Greater pressure on the Bank of Japan to end its prodigal equity purchases could constrain Japanese equities and country-related exchange traded funds ahead.

Toru Ibayashi, head of Japanese equities at UBS Wealth Management, believes the BOJ will cut its annual buying target for domestic ETFs by as much as a third from the current 6 trillion yen, or $53 billion, Bloomberg reports.

“Four trillion yen,” UBS’s Ibayashi predicted. “And everybody will understand.”

As the economy strengthened since July last year when the central bank doubled its ETF buying spree, more investors are taking in profits in response to Japanese equities hitting their highest in 26 years.

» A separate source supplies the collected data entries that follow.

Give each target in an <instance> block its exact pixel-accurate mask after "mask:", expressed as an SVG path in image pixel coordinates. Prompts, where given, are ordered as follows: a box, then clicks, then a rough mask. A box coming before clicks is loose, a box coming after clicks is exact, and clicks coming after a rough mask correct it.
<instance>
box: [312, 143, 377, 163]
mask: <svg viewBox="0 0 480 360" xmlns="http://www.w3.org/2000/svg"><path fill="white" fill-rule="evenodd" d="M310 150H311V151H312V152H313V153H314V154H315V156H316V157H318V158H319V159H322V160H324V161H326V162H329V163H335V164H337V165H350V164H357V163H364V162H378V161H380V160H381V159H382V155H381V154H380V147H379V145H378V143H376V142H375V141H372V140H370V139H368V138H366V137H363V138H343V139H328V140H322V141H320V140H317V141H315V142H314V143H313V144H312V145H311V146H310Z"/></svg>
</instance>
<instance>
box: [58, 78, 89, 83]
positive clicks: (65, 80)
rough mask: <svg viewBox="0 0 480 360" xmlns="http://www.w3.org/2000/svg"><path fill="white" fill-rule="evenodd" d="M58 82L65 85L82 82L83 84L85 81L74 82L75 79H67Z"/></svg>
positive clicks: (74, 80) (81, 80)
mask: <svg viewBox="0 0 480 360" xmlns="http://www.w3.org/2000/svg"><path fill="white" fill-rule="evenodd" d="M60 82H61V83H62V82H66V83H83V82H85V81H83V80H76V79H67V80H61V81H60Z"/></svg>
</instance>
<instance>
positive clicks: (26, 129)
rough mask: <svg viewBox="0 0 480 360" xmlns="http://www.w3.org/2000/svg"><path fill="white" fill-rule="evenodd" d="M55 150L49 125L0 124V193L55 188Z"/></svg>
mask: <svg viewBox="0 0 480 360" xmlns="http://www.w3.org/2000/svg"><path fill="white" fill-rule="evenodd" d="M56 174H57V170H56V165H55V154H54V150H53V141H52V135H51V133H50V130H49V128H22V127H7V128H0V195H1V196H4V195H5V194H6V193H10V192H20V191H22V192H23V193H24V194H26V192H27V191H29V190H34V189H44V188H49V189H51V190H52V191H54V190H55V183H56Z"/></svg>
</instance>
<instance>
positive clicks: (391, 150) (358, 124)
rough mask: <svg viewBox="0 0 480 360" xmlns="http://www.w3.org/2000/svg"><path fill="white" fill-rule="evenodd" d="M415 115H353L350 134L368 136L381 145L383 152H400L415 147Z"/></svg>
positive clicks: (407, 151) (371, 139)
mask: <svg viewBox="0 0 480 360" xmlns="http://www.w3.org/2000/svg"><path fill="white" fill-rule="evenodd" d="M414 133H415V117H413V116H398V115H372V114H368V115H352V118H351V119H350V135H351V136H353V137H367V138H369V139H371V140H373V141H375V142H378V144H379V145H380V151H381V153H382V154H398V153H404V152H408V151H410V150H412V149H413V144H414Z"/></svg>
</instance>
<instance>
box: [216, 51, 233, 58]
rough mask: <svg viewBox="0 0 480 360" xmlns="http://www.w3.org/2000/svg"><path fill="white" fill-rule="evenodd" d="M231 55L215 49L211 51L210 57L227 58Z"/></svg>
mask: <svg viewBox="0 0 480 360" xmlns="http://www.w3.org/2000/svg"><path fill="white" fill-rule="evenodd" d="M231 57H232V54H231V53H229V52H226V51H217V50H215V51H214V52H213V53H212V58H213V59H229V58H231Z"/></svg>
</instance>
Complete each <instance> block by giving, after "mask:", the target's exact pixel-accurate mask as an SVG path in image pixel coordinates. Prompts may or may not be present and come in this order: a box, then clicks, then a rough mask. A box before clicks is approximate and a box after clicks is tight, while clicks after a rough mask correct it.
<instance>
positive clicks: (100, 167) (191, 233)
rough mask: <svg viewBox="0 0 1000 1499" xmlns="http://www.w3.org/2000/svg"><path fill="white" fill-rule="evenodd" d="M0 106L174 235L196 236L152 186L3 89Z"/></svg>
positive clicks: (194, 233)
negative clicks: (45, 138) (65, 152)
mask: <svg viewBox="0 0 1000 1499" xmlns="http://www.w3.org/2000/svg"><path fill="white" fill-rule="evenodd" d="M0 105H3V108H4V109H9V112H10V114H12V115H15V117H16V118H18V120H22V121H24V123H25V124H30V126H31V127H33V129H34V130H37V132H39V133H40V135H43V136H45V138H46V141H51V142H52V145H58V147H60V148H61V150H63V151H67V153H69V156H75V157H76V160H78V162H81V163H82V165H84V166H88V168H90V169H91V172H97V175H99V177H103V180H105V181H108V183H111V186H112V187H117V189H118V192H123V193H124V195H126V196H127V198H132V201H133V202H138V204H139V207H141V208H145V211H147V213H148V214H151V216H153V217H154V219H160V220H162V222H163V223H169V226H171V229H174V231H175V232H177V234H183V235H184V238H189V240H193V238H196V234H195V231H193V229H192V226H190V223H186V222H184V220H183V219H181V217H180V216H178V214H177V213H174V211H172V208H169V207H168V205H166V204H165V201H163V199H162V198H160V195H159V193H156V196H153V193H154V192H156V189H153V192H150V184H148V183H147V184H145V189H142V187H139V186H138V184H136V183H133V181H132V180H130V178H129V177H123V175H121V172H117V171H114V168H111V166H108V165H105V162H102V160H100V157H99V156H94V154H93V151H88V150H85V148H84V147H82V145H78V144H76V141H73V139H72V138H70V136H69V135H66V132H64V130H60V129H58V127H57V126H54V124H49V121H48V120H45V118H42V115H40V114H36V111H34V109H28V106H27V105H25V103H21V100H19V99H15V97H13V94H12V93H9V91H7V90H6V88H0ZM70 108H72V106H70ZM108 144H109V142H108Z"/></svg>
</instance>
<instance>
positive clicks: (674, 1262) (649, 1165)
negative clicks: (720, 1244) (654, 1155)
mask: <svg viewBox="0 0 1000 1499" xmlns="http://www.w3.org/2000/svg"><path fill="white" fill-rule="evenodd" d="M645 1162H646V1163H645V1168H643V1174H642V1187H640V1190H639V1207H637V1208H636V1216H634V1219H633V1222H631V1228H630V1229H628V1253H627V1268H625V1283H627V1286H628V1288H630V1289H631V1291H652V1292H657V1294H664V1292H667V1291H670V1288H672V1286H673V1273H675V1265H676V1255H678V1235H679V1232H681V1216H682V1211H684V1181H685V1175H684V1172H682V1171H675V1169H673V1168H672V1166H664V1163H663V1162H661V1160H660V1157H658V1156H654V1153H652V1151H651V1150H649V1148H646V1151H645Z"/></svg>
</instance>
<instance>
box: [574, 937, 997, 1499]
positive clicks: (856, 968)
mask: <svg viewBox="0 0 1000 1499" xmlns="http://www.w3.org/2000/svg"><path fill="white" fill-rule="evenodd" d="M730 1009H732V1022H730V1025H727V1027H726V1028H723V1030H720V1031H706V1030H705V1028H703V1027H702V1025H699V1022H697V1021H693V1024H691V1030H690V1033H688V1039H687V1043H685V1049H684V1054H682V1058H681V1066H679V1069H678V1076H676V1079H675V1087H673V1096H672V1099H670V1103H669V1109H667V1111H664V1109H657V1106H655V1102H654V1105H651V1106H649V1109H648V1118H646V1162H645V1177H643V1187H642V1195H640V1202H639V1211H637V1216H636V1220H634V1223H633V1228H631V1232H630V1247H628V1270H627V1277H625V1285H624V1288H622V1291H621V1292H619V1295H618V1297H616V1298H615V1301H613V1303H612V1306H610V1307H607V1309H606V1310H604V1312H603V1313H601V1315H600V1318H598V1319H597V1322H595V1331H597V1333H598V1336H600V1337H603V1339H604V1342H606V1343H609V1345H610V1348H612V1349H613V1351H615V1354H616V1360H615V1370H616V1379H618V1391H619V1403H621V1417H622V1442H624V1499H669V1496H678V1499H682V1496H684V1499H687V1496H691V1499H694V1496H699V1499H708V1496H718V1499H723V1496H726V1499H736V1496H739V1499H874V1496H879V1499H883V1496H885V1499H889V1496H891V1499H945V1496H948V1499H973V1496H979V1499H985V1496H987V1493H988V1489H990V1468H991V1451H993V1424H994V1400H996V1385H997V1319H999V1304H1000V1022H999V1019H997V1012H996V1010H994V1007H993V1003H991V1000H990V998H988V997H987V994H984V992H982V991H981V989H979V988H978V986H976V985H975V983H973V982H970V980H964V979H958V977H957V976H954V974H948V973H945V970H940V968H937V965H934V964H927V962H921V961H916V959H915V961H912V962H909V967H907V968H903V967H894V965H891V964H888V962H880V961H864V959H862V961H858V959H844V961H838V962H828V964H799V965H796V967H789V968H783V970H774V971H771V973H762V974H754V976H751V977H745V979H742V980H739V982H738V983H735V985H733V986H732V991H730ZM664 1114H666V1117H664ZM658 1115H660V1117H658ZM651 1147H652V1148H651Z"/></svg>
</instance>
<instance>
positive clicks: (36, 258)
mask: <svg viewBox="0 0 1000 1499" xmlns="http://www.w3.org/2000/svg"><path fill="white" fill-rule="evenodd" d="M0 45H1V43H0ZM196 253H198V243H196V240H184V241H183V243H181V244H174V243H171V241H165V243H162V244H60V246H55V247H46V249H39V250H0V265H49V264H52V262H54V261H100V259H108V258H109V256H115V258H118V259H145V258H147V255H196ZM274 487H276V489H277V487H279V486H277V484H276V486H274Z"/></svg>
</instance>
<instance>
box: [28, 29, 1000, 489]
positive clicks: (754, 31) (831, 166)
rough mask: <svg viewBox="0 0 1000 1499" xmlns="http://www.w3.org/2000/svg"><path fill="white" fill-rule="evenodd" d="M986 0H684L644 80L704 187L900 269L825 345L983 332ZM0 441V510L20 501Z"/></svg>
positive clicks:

“Fear of deflation was behind the 6 trillion yen target,” Daiwa SB’s Monji told Bloomberg. “We’re no longer in that kind of environment. Risks are now skewed toward the upside, rather than the downside. It’s hard for the central bank to justify its buying spree.”

The BOJ’s ETF buying spree that started in 2010 was part of an unprecedented stimulus package aimed at revitalizing the economy. The central bank has acquired $150 billion in Japanese ETFs as of December 8 and accounted for 74% of the market at the end of October, compared to 65% a year earlier.

Ibayashi now argued that the globally economy has entered a positive cycle that does not require central bankers’s constant hand-holding, so central banks like BOJ can begin to rein in its massive stimulus programs. The UBS analysts also pointed out that companies are increasing capital spending, which may replace stimulus measures.

“Given the circumstances at this point in time, it is difficult for the BOJ to keep buying ETFs at six trillion yen per year,” Ibayashi said.

The increased bet on Japanese equities have helped support Japan-related ETFs, such as the iShares MSCI Japan ETF (NYSEArca: EWJ), Deutsche X-trackers Japan JPX-Nikkei 400 Equity ETF (NYSEArca: JPN) and iShares JPX-Nikkei 400 ETF (NYSEArca: JPXN), but the good times won’t last forever.

The BOJ has been buying alternative index-based funds. For instance, the central bank has acquired Japan-listed ETFs that track the JPX-Nikkei 400 Index, which also serves as the underlying benchmark for JPN and JPXN. The JPX-Nikkei 400 Index was launched in January 2014 as a means of reinvigorating the Japanese equity market. The JPX-Nikkei 400 Index employs a rigorous screening process based on return on equity, cumulative operating profit and market capitalization to select high-quality, capital-efficient Japanese companies.